O Brasil vem trabalhando exatamente esta proposta, procurando desvincular-se do

contexto negativo que, por vezes, acompanha o termo intervenção, seja pelos discursos

políticos ou pelas responsabilidades sociais assumidas pelas suas instituições oficiais. Embora

enalteça a solidariedade e o significado simbólico do Haiti para a América Latina, os

discursos também deixam claros os interesses brasileiros em dimensões internacionais,

especialmente no que se refere à democratização do Conselho de Segurança.

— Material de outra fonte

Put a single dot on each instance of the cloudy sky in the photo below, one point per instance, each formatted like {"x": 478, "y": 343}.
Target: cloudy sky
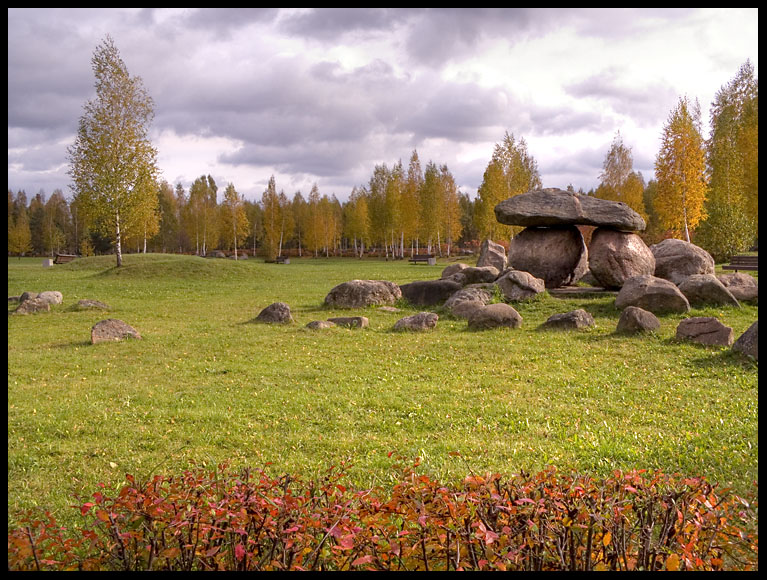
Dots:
{"x": 323, "y": 95}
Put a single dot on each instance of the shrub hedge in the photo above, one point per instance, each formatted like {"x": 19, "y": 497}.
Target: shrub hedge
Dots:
{"x": 219, "y": 520}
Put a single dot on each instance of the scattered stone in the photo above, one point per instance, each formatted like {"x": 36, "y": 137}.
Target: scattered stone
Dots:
{"x": 362, "y": 293}
{"x": 429, "y": 292}
{"x": 702, "y": 289}
{"x": 32, "y": 305}
{"x": 453, "y": 269}
{"x": 86, "y": 304}
{"x": 573, "y": 320}
{"x": 52, "y": 297}
{"x": 558, "y": 256}
{"x": 112, "y": 329}
{"x": 650, "y": 293}
{"x": 417, "y": 322}
{"x": 276, "y": 313}
{"x": 492, "y": 254}
{"x": 743, "y": 287}
{"x": 616, "y": 256}
{"x": 517, "y": 285}
{"x": 494, "y": 316}
{"x": 705, "y": 330}
{"x": 556, "y": 207}
{"x": 634, "y": 319}
{"x": 748, "y": 342}
{"x": 351, "y": 321}
{"x": 675, "y": 260}
{"x": 320, "y": 324}
{"x": 465, "y": 301}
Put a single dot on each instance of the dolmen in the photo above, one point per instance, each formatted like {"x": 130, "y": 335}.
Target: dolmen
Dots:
{"x": 552, "y": 248}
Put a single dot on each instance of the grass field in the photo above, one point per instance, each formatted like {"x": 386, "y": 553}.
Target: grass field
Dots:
{"x": 206, "y": 384}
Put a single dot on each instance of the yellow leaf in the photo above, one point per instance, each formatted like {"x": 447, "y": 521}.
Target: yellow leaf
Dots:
{"x": 672, "y": 563}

A ONU se propõe a promover intervenções de caráter humanitário, embora utilize

como recurso principal o poder militar dos seus Estados membros. O Brasil, por exemplo,

trabalha predominantemente por meio das Forças Armadas, embora envolva alguns órgãos

públicos em determinadas atividades. Os demais segmentos que desenvolvem projetos no

Haiti não estão necessariamente vinculados à ONU. A mobilização prioritária de segmentos

militares é motivo de opiniões contrárias ao sistema ONU. Em todos os segmentos críticos à

MINUSTAH observa-se a reivindicação pelo investimento em componentes civis, defendendo

a importância de serem enviados ao país profissionais em áreas de educação, saúde e infra-

estrutura, dentre outras.

Apesar das tentativas para incorporar uma ordem democrática no Haiti, as visões

apresentadas aqui demonstram que uma missão da ONU, na forma como tem sido conduzida,

pode não ser suficiente para mudar uma realidade de deficiência política presente na

sociedade há mais de duzentos anos. Em termos de questões mais urgentes relacionadas à

garantia da sobrevivência humana, foram alcançadas algumas mudanças positivas, o que não

representa uma transformação real das condições internas, mas uma contenção de problemas,

evitando que ultrapassem as fronteiras.